The Cabinet Secretary for Rural Economy and Connectivity, Fergus Ewing, put forward his plans for proceeding with the reform of crofting law, at a specially convened meeting of the Cross Party Group on Crofting.   

He promised that there will be a bill in this parliamentary session which corrects the major anomalies in the current law and so enables it to work appropriately for crofters.  This is the essential course of action needed and will pave the way to a consolidation bill in the next session.  It is what the SCF and the Crofting Commission asked for in the consultation. 

There will also be a fundamental review running in parallel which may enable more far-reaching changes to crofting law, whilst maintaining crofters’ rights, in the future – should it be deemed necessary and beneficial to crofting. 

This is a very pragmatic approach and good news for crofting.  Get the current legislation fixed with minimal disruption, consolidate the legislation into one act and then in future, should it be deemed necessary, make bolder changes.  We are confident that we can see real progress at last. 
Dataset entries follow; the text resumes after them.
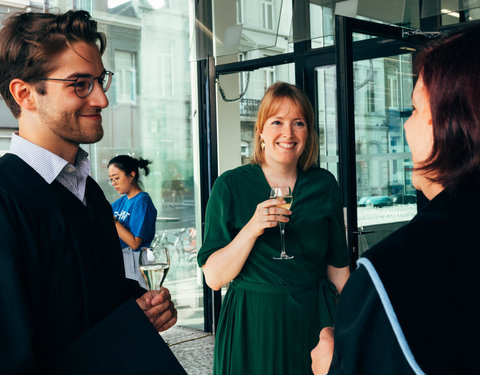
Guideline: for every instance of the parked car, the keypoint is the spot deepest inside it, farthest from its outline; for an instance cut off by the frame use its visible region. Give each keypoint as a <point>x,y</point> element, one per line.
<point>405,199</point>
<point>375,201</point>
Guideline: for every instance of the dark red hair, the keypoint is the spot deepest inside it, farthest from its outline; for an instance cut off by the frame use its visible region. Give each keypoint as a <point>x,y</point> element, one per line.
<point>450,71</point>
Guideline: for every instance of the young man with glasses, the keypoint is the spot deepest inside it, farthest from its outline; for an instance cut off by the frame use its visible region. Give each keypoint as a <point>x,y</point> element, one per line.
<point>65,304</point>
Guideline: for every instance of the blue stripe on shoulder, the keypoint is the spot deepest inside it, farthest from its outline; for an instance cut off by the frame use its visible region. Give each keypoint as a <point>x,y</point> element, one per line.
<point>392,317</point>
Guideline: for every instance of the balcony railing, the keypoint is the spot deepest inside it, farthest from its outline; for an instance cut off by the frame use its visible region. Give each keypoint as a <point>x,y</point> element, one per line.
<point>249,107</point>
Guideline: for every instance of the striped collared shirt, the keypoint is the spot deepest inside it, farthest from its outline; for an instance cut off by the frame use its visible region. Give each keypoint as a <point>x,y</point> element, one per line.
<point>52,167</point>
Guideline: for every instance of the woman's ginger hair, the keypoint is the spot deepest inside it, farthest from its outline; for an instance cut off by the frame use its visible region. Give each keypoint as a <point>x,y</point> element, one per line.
<point>269,106</point>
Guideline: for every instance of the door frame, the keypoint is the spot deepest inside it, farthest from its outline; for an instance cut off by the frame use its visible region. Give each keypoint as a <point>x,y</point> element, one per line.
<point>397,39</point>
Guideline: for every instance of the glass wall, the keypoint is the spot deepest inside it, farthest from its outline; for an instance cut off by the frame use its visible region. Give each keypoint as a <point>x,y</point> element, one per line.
<point>149,116</point>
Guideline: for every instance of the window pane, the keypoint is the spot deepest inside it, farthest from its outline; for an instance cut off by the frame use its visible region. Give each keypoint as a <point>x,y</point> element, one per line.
<point>150,116</point>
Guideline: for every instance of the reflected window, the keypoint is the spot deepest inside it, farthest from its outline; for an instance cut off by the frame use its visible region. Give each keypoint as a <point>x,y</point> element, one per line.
<point>267,11</point>
<point>125,77</point>
<point>240,12</point>
<point>162,76</point>
<point>371,105</point>
<point>393,94</point>
<point>268,77</point>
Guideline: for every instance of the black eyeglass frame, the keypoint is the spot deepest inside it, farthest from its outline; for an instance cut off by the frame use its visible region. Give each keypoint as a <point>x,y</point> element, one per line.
<point>106,74</point>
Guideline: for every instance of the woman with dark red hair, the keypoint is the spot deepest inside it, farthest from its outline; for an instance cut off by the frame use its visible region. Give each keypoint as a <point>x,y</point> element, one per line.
<point>412,306</point>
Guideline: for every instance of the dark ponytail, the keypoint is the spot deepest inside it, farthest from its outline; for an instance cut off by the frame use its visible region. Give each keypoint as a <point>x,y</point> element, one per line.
<point>128,165</point>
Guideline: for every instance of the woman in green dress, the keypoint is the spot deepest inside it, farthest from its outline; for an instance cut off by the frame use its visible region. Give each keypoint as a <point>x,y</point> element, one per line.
<point>274,309</point>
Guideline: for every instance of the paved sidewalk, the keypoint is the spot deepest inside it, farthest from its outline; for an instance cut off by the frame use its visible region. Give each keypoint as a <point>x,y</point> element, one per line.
<point>193,349</point>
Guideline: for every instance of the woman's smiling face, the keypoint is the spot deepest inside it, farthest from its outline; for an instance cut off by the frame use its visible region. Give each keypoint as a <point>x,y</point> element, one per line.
<point>285,134</point>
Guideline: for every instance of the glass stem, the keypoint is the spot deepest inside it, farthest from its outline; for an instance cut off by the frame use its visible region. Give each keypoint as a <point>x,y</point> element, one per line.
<point>282,236</point>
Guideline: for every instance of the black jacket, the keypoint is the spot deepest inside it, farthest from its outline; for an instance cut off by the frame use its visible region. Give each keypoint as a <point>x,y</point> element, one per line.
<point>65,305</point>
<point>428,273</point>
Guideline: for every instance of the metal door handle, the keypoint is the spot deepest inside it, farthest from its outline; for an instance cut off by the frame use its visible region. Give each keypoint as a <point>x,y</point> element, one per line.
<point>363,232</point>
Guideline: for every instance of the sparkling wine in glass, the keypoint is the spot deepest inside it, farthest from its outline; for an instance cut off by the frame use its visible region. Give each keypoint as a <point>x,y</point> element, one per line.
<point>285,193</point>
<point>154,263</point>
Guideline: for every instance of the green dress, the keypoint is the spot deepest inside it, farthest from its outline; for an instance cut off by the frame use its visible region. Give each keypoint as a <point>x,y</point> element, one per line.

On the goose front, an additional £10,000 is being made available (by Scottish Government, not SNH) for this coming financial year.  Whatever monies that have been spent the population of greylags has increased again, by around 25% over the past year despite shooting.  It would look like the money spent so far, including a large proportion on scaring rather than population reduction, has resulted in just keeping pace and/or an increase in the population.  A new target figure of between 1800 and 2200 has been set by SNH, which is roughly half the previous target and about a third of the present population.  This is not possible.  At a recent meeting of an SCF Uist representative with the Cabinet Secretary for Environment, Rosanna Cunningham, she was not aware of this new target.  There seems to be a notion that somehow this can be managed sustainably by crofters with no government intervention.  However, the Scottish Parliament Environment Committee will be revisiting this issue under the SCF parliamentary petition. 

The dispute over crofters being issued with rates demands for sporting rights was clarified by a representative of the Scottish Assessors Association.  Apparently, even though the vast majority of crofters do not hold sporting rights, they have been entered on the Valuation Roll because they occupy land.  Their local authority then issues them with a demand for rates on the sporting rights they do not hold.   

We are advised that the crofter should contact their local Assessor asking to be taken off the Valuation Roll and meanwhile must pay the bill.  They then claim for the reimbursement of the amount they paid, back from the local authority. 

There are exceptions and reductions available, so the vanishingly few crofters that do have sporting rights are probably eligible for a reduction to zero.  However they do need to apply for this. 

No information was offered on how much this circular procedure is costing to administer and for what return.  The whole thing seems to be a futile paper exercise and a waste of public resources.  It annoys crofters and is seen as the first step in setting a rateable value on agricultural land.   


The fact that the rate is higher on improved land rather than on hill land, where you would expect any shooting to take place, just enhances the fear that the Government are planning to tax crofters on their land.